Clumps of nolina add structural diversity to the grasslands where pronghorns roam. I took this photo in February of 2011. Right now, this very piece of ground is covered with houses and roads. I am saddened that the integrity of our grasslands has not been considered in regional planning. Pronghorn habitat has been fragmented or outright destroyed with little effort to create wildlife corridors that would keep their populations viable. We name our subdivisions for them—Pronghorn Estates, for example. Why not be honest and call it Pronghorn-genocide Estates? The logo of Chino Valley features a handsome pronghorn. Smart development doesn’t preclude planning for wildlife; in fact, the public loves pronghorns and would be delighted to count them as neighbors if their representative governments planned wisely. The grasslands around the Quad Cities have been recognized as the best pronghorn habitat in the state. Is that something that we will be happy to read about in the history books once they are extirpated? An enlightened and active citizenry could change the trajectory. Are we up to it?

With a little luck, monsoon storms will soon sweep through our region, giving life to nolina and the countless other organisms that call grasslands home.

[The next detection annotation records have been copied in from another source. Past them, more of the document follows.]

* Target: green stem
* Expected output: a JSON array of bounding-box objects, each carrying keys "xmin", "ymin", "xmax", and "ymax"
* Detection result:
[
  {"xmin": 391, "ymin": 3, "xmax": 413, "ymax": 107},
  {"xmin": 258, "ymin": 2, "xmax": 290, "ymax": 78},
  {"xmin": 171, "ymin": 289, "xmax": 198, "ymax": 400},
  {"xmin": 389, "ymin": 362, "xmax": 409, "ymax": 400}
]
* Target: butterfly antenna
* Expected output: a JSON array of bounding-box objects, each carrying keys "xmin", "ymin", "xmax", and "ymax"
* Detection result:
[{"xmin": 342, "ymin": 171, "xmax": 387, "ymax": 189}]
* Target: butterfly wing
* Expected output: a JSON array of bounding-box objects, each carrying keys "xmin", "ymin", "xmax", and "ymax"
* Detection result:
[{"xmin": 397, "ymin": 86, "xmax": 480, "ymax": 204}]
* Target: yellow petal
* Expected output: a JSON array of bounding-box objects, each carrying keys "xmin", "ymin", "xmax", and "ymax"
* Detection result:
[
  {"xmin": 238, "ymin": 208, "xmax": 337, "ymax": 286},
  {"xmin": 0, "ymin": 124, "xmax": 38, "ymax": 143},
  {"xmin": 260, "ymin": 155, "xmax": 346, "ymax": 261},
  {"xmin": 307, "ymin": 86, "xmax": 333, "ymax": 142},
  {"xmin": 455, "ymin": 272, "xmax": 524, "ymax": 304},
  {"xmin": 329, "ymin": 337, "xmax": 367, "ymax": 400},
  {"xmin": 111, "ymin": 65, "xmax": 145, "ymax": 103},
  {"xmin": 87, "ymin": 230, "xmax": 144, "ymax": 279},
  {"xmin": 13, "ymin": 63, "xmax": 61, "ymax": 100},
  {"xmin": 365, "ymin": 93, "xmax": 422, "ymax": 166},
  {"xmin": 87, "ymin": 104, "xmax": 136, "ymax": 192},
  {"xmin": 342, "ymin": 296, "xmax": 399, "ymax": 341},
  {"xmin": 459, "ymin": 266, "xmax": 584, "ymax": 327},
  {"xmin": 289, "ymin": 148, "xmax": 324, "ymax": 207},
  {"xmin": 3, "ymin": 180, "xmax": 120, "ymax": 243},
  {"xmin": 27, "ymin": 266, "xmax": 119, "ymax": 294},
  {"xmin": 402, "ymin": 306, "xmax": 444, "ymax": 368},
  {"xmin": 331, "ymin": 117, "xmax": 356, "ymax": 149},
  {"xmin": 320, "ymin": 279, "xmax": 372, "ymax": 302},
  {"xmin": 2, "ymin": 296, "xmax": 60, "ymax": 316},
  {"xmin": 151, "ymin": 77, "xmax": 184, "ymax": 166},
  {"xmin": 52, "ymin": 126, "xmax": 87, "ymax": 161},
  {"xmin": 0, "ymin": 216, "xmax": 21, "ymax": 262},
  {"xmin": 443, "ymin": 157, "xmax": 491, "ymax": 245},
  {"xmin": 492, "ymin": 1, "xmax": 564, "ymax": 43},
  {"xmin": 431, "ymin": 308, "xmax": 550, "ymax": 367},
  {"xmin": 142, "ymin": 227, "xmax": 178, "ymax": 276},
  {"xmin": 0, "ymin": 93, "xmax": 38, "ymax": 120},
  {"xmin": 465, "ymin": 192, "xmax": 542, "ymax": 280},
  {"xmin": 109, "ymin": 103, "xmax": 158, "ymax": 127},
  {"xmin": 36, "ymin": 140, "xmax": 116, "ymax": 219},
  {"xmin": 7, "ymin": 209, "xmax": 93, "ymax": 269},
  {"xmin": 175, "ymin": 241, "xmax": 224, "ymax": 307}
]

How fortunate we are to have some wide-open spaces, land that supports pronghorns, falcons, harriers, grassland sparrows, larks, coyotes, and even the occasional badger. Yet there are already plans to build thousands of homes on these grasslands. How many of them will even have the sensible forethought to feature nolina in water-wise landscaping? Will we foolishly pump the aquifers to the point where the Upper Verde River dies and private wells fail? Let’s not throw up our hands and concede that growth is inevitable (or essential, as the developers want us to believe). We need to elect and support people who understand that long-term sustainability is imperative. Grasslands must not become sacrifice zones. Native Americans recognized that the land is sacred, and we need to adopt that philosophy if we expect to have a livable planet in the future.